Fisher-Price’s poor safety practices and lack of meaningful oversite allowed its Rock ‘n Play sleeper to stay on the U.S. market for 10 years, during which time more than 50 infants died using the product while the company raked in at least $200 million in revenue, according to a report from the U.S. House of Representatives Committee on Oversight and Reform.
A two-year investigation led to the 38-page report, which was released Monday -- three days after Fisher-Price on Friday recalled its 4-in-1 Rock ‘n Glide Soothers following the deaths of four infants. Fisher-Price, a division of Mattel Inc., also recalled a similar product, the 2-in-1 Soothe ‘n Play Glider, although there were no reported deaths connected to it.
On Monday, U.S. representatives were able to question leaders at Fisher-Price and Mattel. The question raised Monday was why these products were not recalled earlier and what needs to be done to prevent this in the future.
“What we found was absolutely shocking,” said U.S. Rep. Carolyn Maloney, chairwoman of the House oversight committee. “It is a national scandal.”
When Mattel released the Rock ‘n Play to the market in 2009, it was the first of its kind. But the investigation found that “Fisher-Price failed to ensure the Rock ‘n Play was safe before bringing it to market, ignored critical warnings from pediatricians, parents, and foreign regulators that the product was dangerous, and continued to market it for overnight sleep despite clear evidence that this put infants at risk of serious harm or death.”
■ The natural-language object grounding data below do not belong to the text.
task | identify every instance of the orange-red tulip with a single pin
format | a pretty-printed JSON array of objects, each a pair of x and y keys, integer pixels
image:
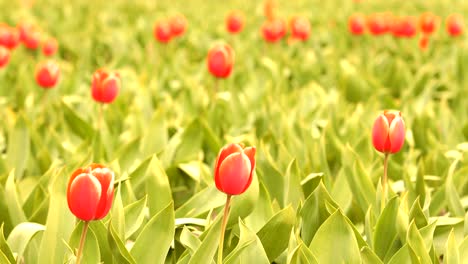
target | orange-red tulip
[
  {"x": 234, "y": 169},
  {"x": 90, "y": 192},
  {"x": 388, "y": 133}
]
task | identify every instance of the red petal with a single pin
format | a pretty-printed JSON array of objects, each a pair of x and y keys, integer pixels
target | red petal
[
  {"x": 223, "y": 153},
  {"x": 380, "y": 133},
  {"x": 234, "y": 173},
  {"x": 84, "y": 196}
]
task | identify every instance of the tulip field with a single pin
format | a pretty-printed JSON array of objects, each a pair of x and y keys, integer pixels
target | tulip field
[{"x": 199, "y": 132}]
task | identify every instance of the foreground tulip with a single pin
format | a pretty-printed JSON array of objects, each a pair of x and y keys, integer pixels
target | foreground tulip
[
  {"x": 4, "y": 56},
  {"x": 273, "y": 30},
  {"x": 90, "y": 193},
  {"x": 454, "y": 25},
  {"x": 9, "y": 36},
  {"x": 233, "y": 174},
  {"x": 300, "y": 28},
  {"x": 162, "y": 31},
  {"x": 234, "y": 22},
  {"x": 50, "y": 47},
  {"x": 357, "y": 24},
  {"x": 220, "y": 60},
  {"x": 428, "y": 22},
  {"x": 105, "y": 86},
  {"x": 47, "y": 74},
  {"x": 178, "y": 25}
]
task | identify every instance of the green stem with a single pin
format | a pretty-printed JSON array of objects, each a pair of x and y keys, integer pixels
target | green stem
[
  {"x": 223, "y": 229},
  {"x": 82, "y": 240},
  {"x": 384, "y": 181}
]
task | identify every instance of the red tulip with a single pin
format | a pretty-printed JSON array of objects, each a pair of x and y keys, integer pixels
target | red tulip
[
  {"x": 273, "y": 30},
  {"x": 4, "y": 56},
  {"x": 424, "y": 42},
  {"x": 404, "y": 27},
  {"x": 454, "y": 25},
  {"x": 235, "y": 22},
  {"x": 234, "y": 169},
  {"x": 162, "y": 31},
  {"x": 90, "y": 192},
  {"x": 49, "y": 47},
  {"x": 47, "y": 74},
  {"x": 357, "y": 24},
  {"x": 379, "y": 23},
  {"x": 388, "y": 133},
  {"x": 300, "y": 28},
  {"x": 178, "y": 25},
  {"x": 105, "y": 86},
  {"x": 220, "y": 60},
  {"x": 428, "y": 22},
  {"x": 9, "y": 36}
]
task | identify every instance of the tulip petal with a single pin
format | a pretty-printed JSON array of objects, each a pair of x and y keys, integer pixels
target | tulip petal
[
  {"x": 223, "y": 153},
  {"x": 234, "y": 174},
  {"x": 84, "y": 196},
  {"x": 380, "y": 133},
  {"x": 106, "y": 179},
  {"x": 397, "y": 134}
]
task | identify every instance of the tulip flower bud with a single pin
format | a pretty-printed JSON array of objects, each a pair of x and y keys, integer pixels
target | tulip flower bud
[
  {"x": 234, "y": 169},
  {"x": 47, "y": 74},
  {"x": 9, "y": 36},
  {"x": 162, "y": 31},
  {"x": 50, "y": 47},
  {"x": 273, "y": 30},
  {"x": 454, "y": 25},
  {"x": 357, "y": 24},
  {"x": 90, "y": 192},
  {"x": 4, "y": 56},
  {"x": 105, "y": 86},
  {"x": 388, "y": 133},
  {"x": 235, "y": 22},
  {"x": 178, "y": 25},
  {"x": 220, "y": 60},
  {"x": 300, "y": 28}
]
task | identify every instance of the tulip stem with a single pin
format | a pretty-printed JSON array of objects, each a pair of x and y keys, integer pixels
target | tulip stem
[
  {"x": 223, "y": 229},
  {"x": 82, "y": 240},
  {"x": 384, "y": 181}
]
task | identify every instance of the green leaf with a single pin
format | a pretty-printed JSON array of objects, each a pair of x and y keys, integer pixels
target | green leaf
[
  {"x": 275, "y": 234},
  {"x": 154, "y": 241},
  {"x": 134, "y": 216},
  {"x": 91, "y": 253},
  {"x": 451, "y": 255},
  {"x": 385, "y": 231},
  {"x": 7, "y": 255},
  {"x": 248, "y": 250},
  {"x": 333, "y": 236},
  {"x": 18, "y": 147},
  {"x": 21, "y": 235}
]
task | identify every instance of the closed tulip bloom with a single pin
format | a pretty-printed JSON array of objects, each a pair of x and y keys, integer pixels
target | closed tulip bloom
[
  {"x": 162, "y": 31},
  {"x": 235, "y": 22},
  {"x": 300, "y": 28},
  {"x": 220, "y": 60},
  {"x": 428, "y": 22},
  {"x": 388, "y": 133},
  {"x": 9, "y": 36},
  {"x": 273, "y": 30},
  {"x": 47, "y": 74},
  {"x": 90, "y": 192},
  {"x": 234, "y": 169},
  {"x": 105, "y": 86},
  {"x": 357, "y": 24},
  {"x": 178, "y": 25},
  {"x": 454, "y": 25},
  {"x": 50, "y": 47},
  {"x": 4, "y": 56}
]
Sara Thompson said her son, Alexander, was 3 months old when he died in a Rock n’ Play 10 years ago.
“He did fabulous in it until the day he stopped breathing,” Thompson said.
In 2019, Erica Ricktor said her daughter, Emma Ashely, died in the sleeper.
“If I had known about the dangers of the Fisher-Price Rock ‘n Play even minutes before putting my daughter in it, I would still have my daughter today and she would be 3 years old next month,” Ricktor said. “Now this is all that I have of my daughter: the outfit from the hospital that still smells like her.”
The report revealed that in 2012, Fisher-Price received a report of an infant who died in the Rock ‘n Play, yet the product was not recalled until seven years later -- after more than 4.7 million were sold.
“We believed the product was safe when used in accordance with instruction,” said Mattel CEO Ynon Kreiz.
During Monday’s hearing, Kreiz argued the deaths occurred because the products were not used properly. But he said the company was aware of deaths related to the product since 2012, and as early as 2013, there’s documentation from pediatricians that they warned of the sleeper’s potential danger.
“I am absolutely convinced that we did everything we could to ensure our products were safe,” Kreiz said.
It’s a statement the two grieving parents disagree with.
The Consumer Product Safety Commission does not have the power to recall a product even if deaths are associated with the product. That’s why one of the recommendations from the oversight committee is to give CPSC the power to recall a product without waiting for a company to do so.